Geoffrey T. Gibney, MD, co-leader of the Melanoma Disease Group, and a member of the Developmental Therapeutics (Phase I) program at the Lombardi Comprehensive Cancer Center and MedStar Cancer Network, MedStar Georgetown University Hospital, discusses the potential utility of fixed-duration immunotherapy in melanoma.

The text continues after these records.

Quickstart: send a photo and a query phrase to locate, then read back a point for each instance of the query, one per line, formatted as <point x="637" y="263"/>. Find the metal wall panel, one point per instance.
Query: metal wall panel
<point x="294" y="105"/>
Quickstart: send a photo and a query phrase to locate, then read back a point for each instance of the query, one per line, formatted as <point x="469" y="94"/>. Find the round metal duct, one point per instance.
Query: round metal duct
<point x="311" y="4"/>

Historically, the pivotal trials for PD-1/PD-L1 inhibitors, such as nivolumab (Opdivo) and pembrolizumab (Keytruda), in melanoma did not evaluate the agents as a time-limited treatment, says Gibney. Instead, the studies indicated that treatment could be continuous, even in patients who were tolerating and responding to the therapy, Gibney explains.
As such, the debate as to whether patients responding to immunotherapy can stop therapy at a prespecified timepoint remains open, Gibney says. However, efforts are ongoing to answer this question. For example, the phase 3 KEYNOTE-006 study evaluated 2 years of pembrolizumab in patients with advanced melanoma.
It is likely that patients can stop immunotherapy after 2 years; however, since the optimal duration of immunotherapy is still not well defined, many patients receive a longer course of therapy, Gibney says. Additionally, many patients may be able to stop therapy after 1 year, Gibney adds. Time-limited therapy can lower the financial burden of therapy, minimize late-onset toxicities, and eliminate unnecessary visits to the clinic that can put strain on the health care system overall, concludes Gibney.